省エネは「第一の燃料」と位置づけられ、2030年までにエネルギー効率を2倍に高める取り組みが合意されました。
また、水素やアンモニアといったクリーン燃料の利用拡大や、CO2を回収・貯留するCCUS、大気中から直接CO2を除去するCDRの研究強化も、産業脱炭素の要とされています。
さらに、化石燃料への依存度を下げるクリーンエネルギー源として原子力が再評価され、将来的に大きな可能性を持つフュージョンエネルギー(核融合)にも初めて言及がなされました。
石炭火力発電に関しては、2030年代前半をめどに、排出削減対策のない設備をフェーズアウトする方針を維持しつつ、各国の状況に応じた転換計画が求められています。
エネルギー安全保障面では、重要鉱物や天然ガスのサプライチェーン強化なども含め、多方面から脱炭素を推進する必要性が確認されました。
産業構造と国際協力 – 排出削減の新たな課題
脱炭素はエネルギー分野だけでなく、製造業や交通、廃棄物処理など多岐にわたる産業構造の変革を要求します。
G7では特に、鉄鋼などエネルギー多消費型設備のCO2排出を大幅に削減するため、先端技術を一刻も早く実用化し、国際的な評価手法を整備することが議論されました。
また、排出規制が厳しい国からゆるい国へ産業が流出する、「カーボンリーケージ」を防ぐ仕組みづくりも重要視されており、各国の排出量の算定基準や税制などを国際的にすり合わせる必要があるとされています。
そして注目されたのが、CO2以外の温室効果ガスであるメタンへの対策です。

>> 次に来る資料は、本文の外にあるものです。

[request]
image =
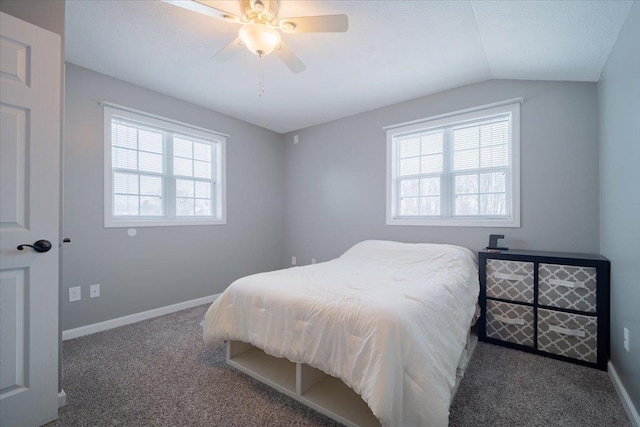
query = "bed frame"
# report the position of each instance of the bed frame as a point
(314, 388)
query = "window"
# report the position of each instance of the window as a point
(161, 172)
(460, 169)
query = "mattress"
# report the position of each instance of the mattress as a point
(389, 319)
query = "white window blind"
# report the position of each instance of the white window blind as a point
(458, 170)
(159, 172)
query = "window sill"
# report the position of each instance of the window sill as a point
(162, 222)
(489, 223)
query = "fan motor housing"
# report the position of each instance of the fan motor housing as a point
(250, 10)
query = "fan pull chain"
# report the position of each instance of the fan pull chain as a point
(261, 77)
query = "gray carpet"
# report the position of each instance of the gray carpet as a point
(159, 373)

化石燃料の生産・輸送などから排出されるメタンを、2035年までに世界全体で35%削減するほか、廃棄物分野においても排出量の大幅削減を目指す方針が盛り込まれました。
こうした大規模な排出削減を可能にするには、重要鉱物や天然ガスの安定供給といったエネルギー安全保障の課題にも取り組まなくてはなりません。

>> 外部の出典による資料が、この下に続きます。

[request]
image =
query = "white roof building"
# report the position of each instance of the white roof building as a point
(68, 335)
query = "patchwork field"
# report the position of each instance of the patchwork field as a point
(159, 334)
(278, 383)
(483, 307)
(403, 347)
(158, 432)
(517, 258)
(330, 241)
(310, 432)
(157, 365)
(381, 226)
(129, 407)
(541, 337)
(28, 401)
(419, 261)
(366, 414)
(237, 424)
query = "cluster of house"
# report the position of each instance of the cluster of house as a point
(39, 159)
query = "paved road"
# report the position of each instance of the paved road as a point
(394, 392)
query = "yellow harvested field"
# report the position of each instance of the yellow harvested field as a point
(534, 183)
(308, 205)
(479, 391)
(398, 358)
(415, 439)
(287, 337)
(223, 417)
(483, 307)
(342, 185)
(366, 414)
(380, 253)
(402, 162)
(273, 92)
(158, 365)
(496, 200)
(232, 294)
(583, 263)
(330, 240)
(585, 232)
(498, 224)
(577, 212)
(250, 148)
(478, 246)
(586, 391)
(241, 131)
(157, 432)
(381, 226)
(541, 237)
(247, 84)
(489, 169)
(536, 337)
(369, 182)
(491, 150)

クリーンエネルギー製品の製造には希少な資源が不可欠となるため、サプライチェーンの強靱化と国際連携がいっそう求められています。
まとめ
今回のG7サミットでは、地球温暖化対策を実行するための多角的アプローチが改めて打ち出されました。
再エネや省エネ、水素などのクリーン燃料を大規模に導入すると同時に、CCUS・CDRや原子力をはじめとする先端技術を総動員し、1.5度目標に近づける戦略が示されています。また、カーボンリーケージやメタン削減、重要鉱物のサプライチェーン強化といった課題も大きなテーマです。
こうした方針を実践に移すには、政府や産業界だけでなく、私たち消費者の理解や行動も重要になります。
身近な省エネや循環型の暮らしを取り入れながら、世界規模の脱炭素へ向けた動きを支えていくことが求められているのです。